“Your major was what?! What in the world are you going to do with that major?” Have you heard this before? If college was a time to major in a subject that was really interesting but not much consideration for future careers, then this blog is for you. Having a degree that doesn’t connect to an obvious profession doesn’t have to limit what you can do in life. In fact, it can open many opportunities.
Clarify your target:
The worst thing you can do is go into the job market thinking, “I can do anything” or “I can’t find a job for my major.” You need to have a specific career idea so you can focus your efforts. To narrow your focus, start with a list of things you are good at or have done in the past that you have enjoyed. For example, if you did volunteering during college that you really enjoyed, see if there are any career possibilities in that area.

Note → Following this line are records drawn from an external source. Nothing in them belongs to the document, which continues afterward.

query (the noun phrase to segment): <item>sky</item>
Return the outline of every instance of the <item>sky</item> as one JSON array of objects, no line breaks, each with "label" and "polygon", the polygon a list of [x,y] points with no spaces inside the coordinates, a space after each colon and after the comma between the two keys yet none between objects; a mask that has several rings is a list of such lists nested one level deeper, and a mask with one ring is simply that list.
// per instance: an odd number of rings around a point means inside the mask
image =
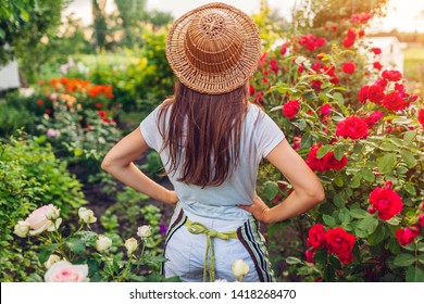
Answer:
[{"label": "sky", "polygon": [[[187,11],[220,0],[148,0],[147,8],[170,12],[178,17]],[[363,0],[354,0],[363,1]],[[388,13],[382,21],[375,22],[373,31],[424,31],[424,0],[389,0]],[[258,12],[260,0],[221,0],[232,4],[248,14]],[[278,10],[279,14],[289,18],[295,3],[300,0],[269,0],[270,8]],[[107,10],[113,10],[113,0],[108,0]],[[66,13],[75,13],[85,24],[91,21],[91,0],[74,0]]]}]

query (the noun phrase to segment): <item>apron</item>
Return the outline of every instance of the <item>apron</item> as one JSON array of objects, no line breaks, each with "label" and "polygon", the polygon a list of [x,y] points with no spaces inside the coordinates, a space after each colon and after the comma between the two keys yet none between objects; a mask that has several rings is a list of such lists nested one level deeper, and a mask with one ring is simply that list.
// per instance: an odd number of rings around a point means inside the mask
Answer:
[{"label": "apron", "polygon": [[232,225],[204,217],[188,218],[178,203],[166,233],[162,275],[178,276],[186,282],[235,281],[232,265],[242,259],[249,265],[244,282],[275,281],[258,220],[250,216],[236,229]]}]

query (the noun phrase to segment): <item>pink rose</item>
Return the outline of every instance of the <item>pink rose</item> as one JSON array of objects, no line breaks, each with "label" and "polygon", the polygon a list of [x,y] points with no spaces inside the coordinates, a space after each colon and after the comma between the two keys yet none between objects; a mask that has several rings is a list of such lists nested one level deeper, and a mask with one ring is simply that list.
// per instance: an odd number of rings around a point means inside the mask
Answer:
[{"label": "pink rose", "polygon": [[46,282],[86,282],[87,265],[72,265],[67,261],[59,261],[50,266],[45,275]]},{"label": "pink rose", "polygon": [[[62,218],[59,217],[59,212],[52,204],[45,205],[34,211],[25,219],[25,223],[29,226],[29,236],[39,235],[46,230],[54,231],[62,224]],[[54,223],[53,223],[54,220]]]}]

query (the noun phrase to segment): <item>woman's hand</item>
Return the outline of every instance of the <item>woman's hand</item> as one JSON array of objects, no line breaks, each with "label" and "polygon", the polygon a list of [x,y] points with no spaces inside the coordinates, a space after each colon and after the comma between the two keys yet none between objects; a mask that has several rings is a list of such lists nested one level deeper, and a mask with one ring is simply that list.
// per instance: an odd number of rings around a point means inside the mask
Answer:
[{"label": "woman's hand", "polygon": [[179,201],[179,199],[178,199],[176,192],[175,191],[169,191],[169,193],[167,193],[167,201],[165,203],[171,205],[171,206],[175,206],[178,201]]},{"label": "woman's hand", "polygon": [[254,192],[253,203],[251,205],[238,205],[238,207],[250,212],[255,219],[267,223],[267,213],[270,212],[270,208],[257,192]]}]

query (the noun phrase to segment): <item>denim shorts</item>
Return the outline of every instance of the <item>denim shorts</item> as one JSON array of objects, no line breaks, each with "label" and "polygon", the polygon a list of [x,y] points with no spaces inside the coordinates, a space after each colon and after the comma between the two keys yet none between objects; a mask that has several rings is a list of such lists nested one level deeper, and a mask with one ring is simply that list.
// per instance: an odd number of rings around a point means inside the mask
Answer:
[{"label": "denim shorts", "polygon": [[[265,239],[259,231],[258,221],[253,216],[236,227],[234,225],[237,224],[227,220],[189,216],[191,221],[201,223],[219,232],[237,230],[237,239],[213,239],[215,280],[235,281],[232,265],[236,259],[242,259],[249,265],[249,273],[245,276],[244,282],[275,281]],[[207,237],[189,232],[185,226],[187,218],[178,203],[166,235],[164,248],[166,262],[162,265],[162,274],[166,278],[178,276],[185,282],[201,282],[203,281]]]}]

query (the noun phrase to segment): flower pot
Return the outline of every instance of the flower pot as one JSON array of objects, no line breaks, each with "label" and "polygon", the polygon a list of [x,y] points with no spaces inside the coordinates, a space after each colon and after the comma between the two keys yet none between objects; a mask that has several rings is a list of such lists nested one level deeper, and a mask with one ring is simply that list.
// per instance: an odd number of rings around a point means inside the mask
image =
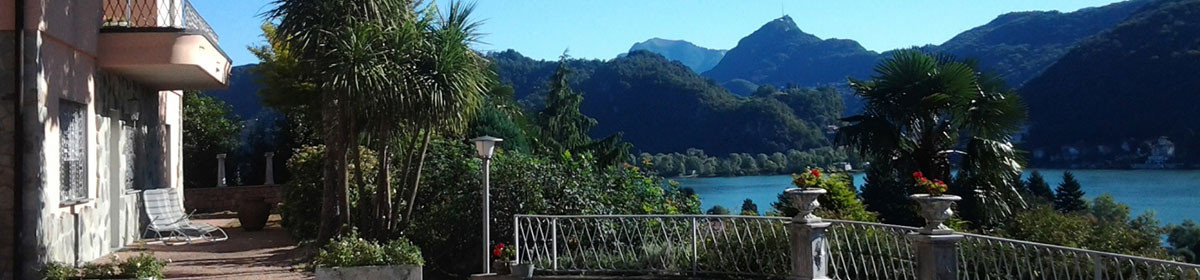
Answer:
[{"label": "flower pot", "polygon": [[954,202],[956,201],[961,201],[962,197],[952,195],[932,196],[929,193],[918,193],[908,196],[908,198],[917,201],[917,204],[920,205],[920,216],[925,218],[925,227],[922,227],[919,231],[922,234],[954,233],[954,230],[942,225],[942,222],[946,222],[946,219],[954,216],[954,210],[950,209],[950,205],[954,205]]},{"label": "flower pot", "polygon": [[317,280],[396,279],[421,280],[419,266],[320,267]]},{"label": "flower pot", "polygon": [[815,187],[792,187],[784,190],[784,193],[787,193],[787,196],[792,198],[792,207],[800,212],[792,218],[792,222],[821,222],[821,218],[812,215],[812,210],[816,210],[817,207],[821,205],[821,202],[817,202],[817,197],[821,197],[821,195],[824,195],[826,192],[827,191],[824,189]]},{"label": "flower pot", "polygon": [[533,278],[533,263],[514,263],[512,276],[521,279]]},{"label": "flower pot", "polygon": [[512,273],[512,264],[505,261],[494,260],[492,261],[492,273],[496,275],[509,275]]},{"label": "flower pot", "polygon": [[238,221],[245,231],[262,231],[266,218],[271,215],[271,204],[260,196],[245,197],[238,201]]}]

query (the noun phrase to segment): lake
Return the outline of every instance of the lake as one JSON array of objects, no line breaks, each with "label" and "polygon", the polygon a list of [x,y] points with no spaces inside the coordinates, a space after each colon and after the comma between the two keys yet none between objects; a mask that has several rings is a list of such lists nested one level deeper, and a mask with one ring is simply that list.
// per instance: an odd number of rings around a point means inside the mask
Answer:
[{"label": "lake", "polygon": [[[1032,169],[1028,169],[1032,171]],[[1026,172],[1027,177],[1030,172]],[[1062,183],[1063,169],[1038,169],[1051,189]],[[1132,216],[1145,210],[1157,212],[1163,225],[1180,224],[1183,219],[1200,220],[1200,171],[1072,171],[1091,199],[1111,193],[1117,202],[1129,204]],[[854,187],[863,185],[863,173],[854,174]],[[791,187],[791,175],[750,175],[715,178],[673,178],[682,186],[692,187],[703,201],[703,210],[713,205],[737,213],[742,201],[750,198],[760,212],[785,189]]]}]

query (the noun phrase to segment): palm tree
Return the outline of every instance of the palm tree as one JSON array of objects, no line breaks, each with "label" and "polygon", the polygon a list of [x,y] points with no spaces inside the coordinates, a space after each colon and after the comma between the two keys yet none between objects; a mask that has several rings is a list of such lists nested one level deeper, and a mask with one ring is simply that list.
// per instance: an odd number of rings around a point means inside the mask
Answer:
[{"label": "palm tree", "polygon": [[[360,141],[376,148],[380,171],[367,232],[395,226],[392,145],[401,150],[404,189],[415,197],[425,151],[438,133],[461,132],[478,107],[486,64],[469,43],[478,37],[469,5],[448,13],[407,0],[276,0],[268,17],[322,96],[326,147],[318,240],[349,219],[347,151]],[[361,178],[361,174],[358,174]],[[365,190],[360,190],[365,191]],[[408,199],[409,218],[413,201]]]},{"label": "palm tree", "polygon": [[[1025,120],[1025,107],[995,76],[980,75],[973,64],[916,49],[899,50],[875,68],[871,81],[851,79],[866,108],[844,119],[842,144],[871,160],[864,198],[893,220],[914,216],[894,205],[916,190],[908,174],[952,181],[952,192],[965,196],[960,208],[971,221],[994,222],[1024,207],[1016,185],[1021,159],[1012,144]],[[952,157],[960,155],[952,178]],[[956,180],[952,180],[956,179]],[[877,193],[868,193],[868,192]],[[889,208],[890,207],[890,208]],[[904,207],[901,207],[904,208]],[[895,221],[893,221],[895,222]],[[980,225],[980,224],[977,224]]]}]

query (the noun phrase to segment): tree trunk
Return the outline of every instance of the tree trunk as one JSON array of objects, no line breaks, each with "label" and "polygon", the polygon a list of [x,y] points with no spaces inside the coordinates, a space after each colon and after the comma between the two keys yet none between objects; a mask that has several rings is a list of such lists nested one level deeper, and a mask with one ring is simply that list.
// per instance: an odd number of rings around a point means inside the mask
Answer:
[{"label": "tree trunk", "polygon": [[383,238],[385,234],[391,232],[391,155],[389,144],[391,141],[390,127],[380,127],[379,131],[379,148],[377,148],[377,156],[379,156],[379,178],[376,179],[376,238]]},{"label": "tree trunk", "polygon": [[323,129],[325,133],[325,166],[323,168],[324,187],[322,189],[320,199],[320,227],[317,231],[317,243],[319,245],[324,245],[329,242],[329,239],[334,238],[334,236],[337,234],[337,227],[341,224],[338,222],[337,214],[337,172],[340,168],[337,156],[335,156],[338,150],[337,141],[341,139],[341,137],[338,136],[340,130],[337,125],[337,100],[330,97],[330,93],[324,93],[325,105],[322,106],[320,109],[320,118],[324,124]]},{"label": "tree trunk", "polygon": [[408,212],[404,213],[404,221],[408,225],[413,224],[413,207],[416,205],[416,190],[421,186],[421,168],[425,167],[425,151],[430,149],[431,136],[433,132],[426,129],[425,139],[421,141],[421,150],[418,154],[416,171],[413,175],[413,193],[408,197]]}]

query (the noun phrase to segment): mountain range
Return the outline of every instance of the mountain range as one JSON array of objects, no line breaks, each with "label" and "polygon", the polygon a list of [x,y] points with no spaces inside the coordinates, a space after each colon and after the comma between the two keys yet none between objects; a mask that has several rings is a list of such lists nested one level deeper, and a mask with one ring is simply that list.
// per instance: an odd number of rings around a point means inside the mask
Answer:
[{"label": "mountain range", "polygon": [[[1194,109],[1186,106],[1200,90],[1200,77],[1194,76],[1200,73],[1200,34],[1193,32],[1200,17],[1189,10],[1195,2],[1134,0],[1066,13],[1006,13],[920,48],[972,59],[1018,88],[1031,111],[1031,149],[1109,143],[1115,137],[1103,135],[1108,132],[1134,138],[1184,135],[1181,131],[1200,131],[1188,120]],[[785,16],[730,50],[652,38],[616,59],[568,64],[572,87],[586,96],[583,112],[599,121],[596,135],[625,132],[638,149],[654,153],[763,153],[828,144],[822,129],[859,105],[845,88],[846,78],[869,78],[889,54],[852,40],[806,34]],[[541,108],[557,61],[515,50],[487,58],[527,111]],[[239,78],[246,71],[234,71],[229,90],[210,94],[233,103],[239,114],[254,114],[240,107],[254,105],[251,93],[257,85]],[[816,87],[822,89],[799,89]],[[830,109],[832,103],[840,108]],[[1115,115],[1128,118],[1094,125]]]}]

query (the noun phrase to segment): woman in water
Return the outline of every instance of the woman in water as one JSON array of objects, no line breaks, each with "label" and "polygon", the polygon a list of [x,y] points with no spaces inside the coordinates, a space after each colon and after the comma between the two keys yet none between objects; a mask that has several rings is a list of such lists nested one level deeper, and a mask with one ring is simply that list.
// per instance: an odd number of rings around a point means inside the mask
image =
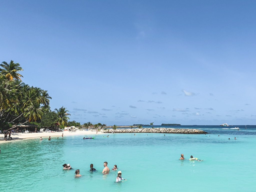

Take advantage of internships:
Internships are not just for college students. Internships are great for getting your foot in the door at a company or in an industry you are interested in. You can find internships with good resume-building potential, you just have to know where to look. Make sure that you are clear on what you are looking for in an internship and what skills you want to build or learn.
Work your network:
You never know where your next opportunity is going to come from. Two summers ago, my friend who was a senior in college and majoring in cultural anthropology, went to a wedding where she met Tammy, who worked in event planning. Event planning happened to be an industry my friend was interested in. The conversation started by Tammy’s curiosity of my friend’s unusual major. My friend got Tammy’s contact information and on a whim called her up. Now, my friend happily works for Tammy’s company. You have to be ready to network at all times and not be afraid to talk to anyone about possible opportunities. Everyone has something unique to offer, you just have to ask and find a match.
Plenty of people these days have successful careers without a directly related major. Take Carly Fiorina, former CEO of HP, for example. She had a degree in Philosophy and Medieval history. With constant networking and good planning, your career will be off to a great start.